He had a commanding personality that tended to make people either admire or loathe him, and he didn’t seem too concerned with which side most people came down on.

His in-court skills included a talent for presenting alternative explanations for scenarios in which his clients appeared to be guilty.

In the famous Minnitt murder case, for instance, a husband had killed his wife with a shotgun after an argument. Bungay convinced the jury that the man was provoked because his wife had ridiculed his sexual skills. The client was acquitted of murder and given four years on the lesser count of manslaughter.

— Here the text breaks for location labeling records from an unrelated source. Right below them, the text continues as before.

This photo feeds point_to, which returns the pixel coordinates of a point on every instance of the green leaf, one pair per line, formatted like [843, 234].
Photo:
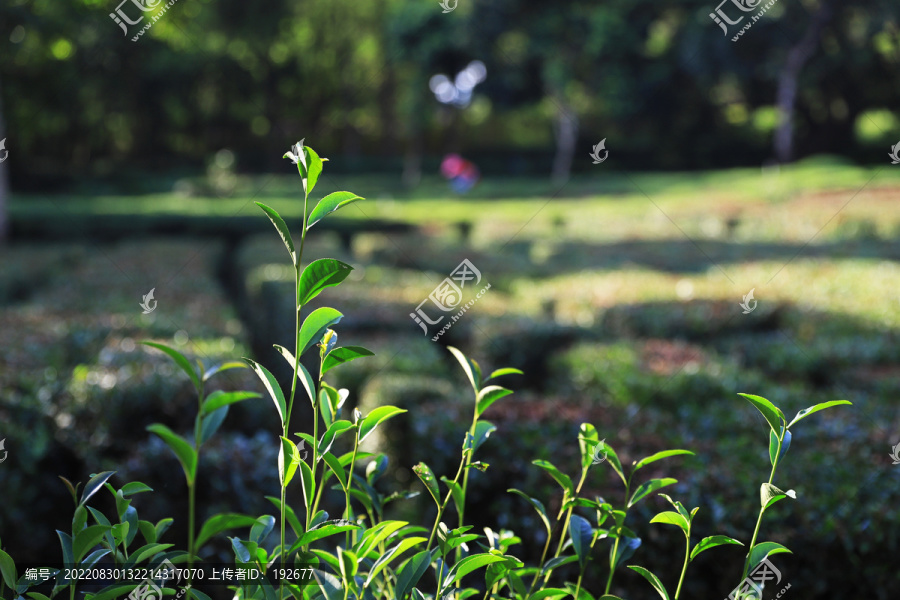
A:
[427, 477]
[262, 528]
[613, 459]
[334, 431]
[561, 478]
[271, 385]
[329, 585]
[711, 542]
[483, 430]
[769, 495]
[375, 418]
[344, 354]
[72, 489]
[287, 468]
[186, 455]
[469, 564]
[335, 465]
[240, 550]
[385, 559]
[411, 572]
[135, 487]
[816, 408]
[313, 169]
[538, 506]
[218, 399]
[219, 523]
[627, 547]
[8, 570]
[473, 372]
[282, 228]
[180, 360]
[302, 374]
[211, 424]
[764, 550]
[329, 204]
[86, 539]
[289, 515]
[653, 579]
[488, 396]
[581, 533]
[147, 551]
[773, 445]
[659, 456]
[549, 593]
[501, 372]
[94, 485]
[769, 411]
[315, 325]
[321, 274]
[587, 442]
[65, 542]
[672, 518]
[223, 367]
[324, 530]
[648, 487]
[347, 563]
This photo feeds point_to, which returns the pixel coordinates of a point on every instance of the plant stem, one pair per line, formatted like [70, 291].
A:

The case that initially made Bungay’s reputation had broader implications. In 1975 he successfully defended New Zealand diplomat William Sutch on charges Sutch was passing state secrets to Russia’s KGB.

Sutch died later that year, and four decades later his guilt or innocence is still debated in New Zealand, with most folks believing he did it. 

Mitchinson’s Bungay comes across as unfiltered and more than a little eccentric, though a brilliant strategic attorney. Dear Murderer is based on a book written by his second wife, Ronda, and it should probably surprise no one that the series itself immediately sparked a controversy in New Zealand.

Bungay’s two daughters from his first marriage called it fiction that got him almost laughably wrong.

Here in the States, to be honest, we’ll probably take it as a good story.